Open Side Menu Go to the Top
Register
Programming for Data Analysis Programming for Data Analysis

12-27-2014 , 05:34 PM
Currently I'm a research analyst for a fairly large corporation in the transportation industry. I am helping to build an analytics product, which would give customers information on supply and demand in different markets, provide price forecasting etc. Despite the obvious promise of this project, which frankly should have come out several years ago, we are being help up by corporate bureaucracy. The most important consequence of this is that we won't have developers assigned to our team to build the software/app for a few months.

In the meantime, I've been digging through the data, creating metrics etc. I'd like to use this relative downtime to improve my skills. More specifically, I'd like to learn to program using languages, libraries and software that would allow me to improve my ability to analyze data, including and especially large datasets. Right now we have 15+ billion transaction records, which is cumbersome enough, but things could explode soon as we'll be adding GPS tracking data and social-network type stuff.

I do almost all of my work using some combination of SQL, Stata and VBA programming in Excel. I also begrudgingly use Tableau for visualization stuff. Not only would I like the ability to do bigger things, use machine-learning and so forth, I'd also like to improve my ability to work independently. I have a couple app or consulting ideas for a startup and would love to be able to handle all of the data stuff myself. Even if I don't go that route, it'd be better at my current job or similar corporate jobs not to need as much help from DBAs.

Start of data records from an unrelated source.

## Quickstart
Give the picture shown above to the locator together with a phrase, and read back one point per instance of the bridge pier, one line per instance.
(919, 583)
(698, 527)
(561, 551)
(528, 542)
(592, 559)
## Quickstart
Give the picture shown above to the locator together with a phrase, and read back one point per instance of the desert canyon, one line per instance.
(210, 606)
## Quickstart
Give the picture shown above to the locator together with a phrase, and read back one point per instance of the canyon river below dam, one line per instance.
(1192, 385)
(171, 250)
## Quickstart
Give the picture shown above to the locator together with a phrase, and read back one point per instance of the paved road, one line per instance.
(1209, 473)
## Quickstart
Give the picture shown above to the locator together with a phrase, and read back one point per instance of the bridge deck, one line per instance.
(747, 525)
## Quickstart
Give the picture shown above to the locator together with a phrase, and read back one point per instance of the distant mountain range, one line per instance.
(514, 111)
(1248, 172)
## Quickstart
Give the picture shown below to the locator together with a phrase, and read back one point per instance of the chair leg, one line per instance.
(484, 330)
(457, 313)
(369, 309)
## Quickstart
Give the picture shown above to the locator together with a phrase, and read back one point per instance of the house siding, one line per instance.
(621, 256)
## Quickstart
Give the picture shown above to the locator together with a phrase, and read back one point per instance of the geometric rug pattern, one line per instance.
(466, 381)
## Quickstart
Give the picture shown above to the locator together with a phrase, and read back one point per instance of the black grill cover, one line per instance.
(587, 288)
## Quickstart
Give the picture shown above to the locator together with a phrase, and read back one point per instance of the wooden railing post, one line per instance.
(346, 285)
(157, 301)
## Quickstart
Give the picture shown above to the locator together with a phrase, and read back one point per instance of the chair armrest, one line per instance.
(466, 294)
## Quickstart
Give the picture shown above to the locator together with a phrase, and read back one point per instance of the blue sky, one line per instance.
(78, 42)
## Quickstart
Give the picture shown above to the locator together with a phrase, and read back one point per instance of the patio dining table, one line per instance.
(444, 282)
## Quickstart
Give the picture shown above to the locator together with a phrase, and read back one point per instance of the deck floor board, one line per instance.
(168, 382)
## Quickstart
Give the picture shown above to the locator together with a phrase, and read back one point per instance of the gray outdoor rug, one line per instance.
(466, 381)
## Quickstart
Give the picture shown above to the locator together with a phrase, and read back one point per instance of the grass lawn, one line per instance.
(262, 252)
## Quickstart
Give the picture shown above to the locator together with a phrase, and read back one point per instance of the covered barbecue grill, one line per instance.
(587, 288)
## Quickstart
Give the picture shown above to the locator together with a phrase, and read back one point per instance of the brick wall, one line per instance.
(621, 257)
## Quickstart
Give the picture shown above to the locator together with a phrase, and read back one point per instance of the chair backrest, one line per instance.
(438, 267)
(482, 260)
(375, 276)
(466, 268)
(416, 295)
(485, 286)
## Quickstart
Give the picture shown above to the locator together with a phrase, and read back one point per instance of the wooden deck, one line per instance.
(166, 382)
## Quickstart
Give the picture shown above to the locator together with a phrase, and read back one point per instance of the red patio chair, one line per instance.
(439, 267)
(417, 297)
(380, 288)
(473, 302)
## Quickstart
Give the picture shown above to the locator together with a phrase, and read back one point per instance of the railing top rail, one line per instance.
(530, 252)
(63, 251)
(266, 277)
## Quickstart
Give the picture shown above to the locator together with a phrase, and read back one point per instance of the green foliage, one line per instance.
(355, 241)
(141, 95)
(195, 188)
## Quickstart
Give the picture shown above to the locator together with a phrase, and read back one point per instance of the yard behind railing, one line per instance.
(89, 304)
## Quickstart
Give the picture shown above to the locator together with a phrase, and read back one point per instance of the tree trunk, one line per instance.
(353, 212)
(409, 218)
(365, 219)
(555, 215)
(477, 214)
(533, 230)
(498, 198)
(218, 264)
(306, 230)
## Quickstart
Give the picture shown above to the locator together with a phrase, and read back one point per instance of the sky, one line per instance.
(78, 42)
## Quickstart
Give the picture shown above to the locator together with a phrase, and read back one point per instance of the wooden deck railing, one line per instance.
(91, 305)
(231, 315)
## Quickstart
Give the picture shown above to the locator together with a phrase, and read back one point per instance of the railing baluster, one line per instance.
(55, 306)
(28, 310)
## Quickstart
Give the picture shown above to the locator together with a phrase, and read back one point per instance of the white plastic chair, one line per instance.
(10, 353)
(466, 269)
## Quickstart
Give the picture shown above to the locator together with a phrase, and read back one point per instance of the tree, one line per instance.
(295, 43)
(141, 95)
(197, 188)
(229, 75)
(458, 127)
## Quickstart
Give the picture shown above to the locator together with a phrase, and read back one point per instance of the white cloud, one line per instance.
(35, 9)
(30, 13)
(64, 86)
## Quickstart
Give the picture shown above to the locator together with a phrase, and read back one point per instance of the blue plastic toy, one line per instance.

Where would you recommend I go from here? My first plan is to take the first two DS classes at Coursera and start learning R. I'm not really sure from there, but was thinking of either starting to learn Python or javascript. The good news about my current situation is that I can do a lot of this stuff at work if I can show some benefit to the future product, which will be quite easy if I'm able to do stuff with data I couldn't do before. On a related note, it will be easy for me to find problems to solve.

I've read through the DS bootcamp threads, but they seem far more advanced given my lack of programming ability. Any suggestions appreciated.
Programming for Data Analysis Quote
12-28-2014 , 10:57 AM
for your needs I think both Python and R would be good choices. Javascript not so much.
Programming for Data Analysis Quote
12-29-2014 , 11:32 AM
How advanced is your Excel VBA and SQL? Have you been able to connect to your sql databases through Excel VBA via ADO and from there build automated reports/dashboards?

If you don't know python, take an intro class online (there must be dozens by now) and then I would recommend getting Wes McKinney's Python for Data Analysis book. Its a bit dated but will give you an excellent overview of the pandas package, python's data munging hammer. You've read my thread where I've outlined a curriculum of sorts so I won't repeat myself further.

You sound like you are in a similar position as I was about 6 months ago with less programming skills. One thing I wish I had done better was manage my projects better. I think this is a very underrated skill towards making truly awesome projects come to life.
Programming for Data Analysis Quote
12-29-2014 , 02:26 PM
It sounds like your data volume is going to be such that I wouldn't worry too much about something like R.

Your time is probably better spent on big data tools rather than learning basic languages. Something like Spark / Pig / Hive - whatever will probably be more useful in this case.

Python isn't a bad choice because it's useful by itself and with a number of useful big data tools / libraries.
Programming for Data Analysis Quote
12-29-2014 , 03:07 PM
Quote:
Originally Posted by Greeksquared
How advanced is your Excel VBA and SQL? Have you been able to connect to your sql databases through Excel VBA via ADO and from there build automated reports/dashboards?
Thanks for the feedback.

Based on the second question the answer to the first is not very. I've never tried to do that sort of thing.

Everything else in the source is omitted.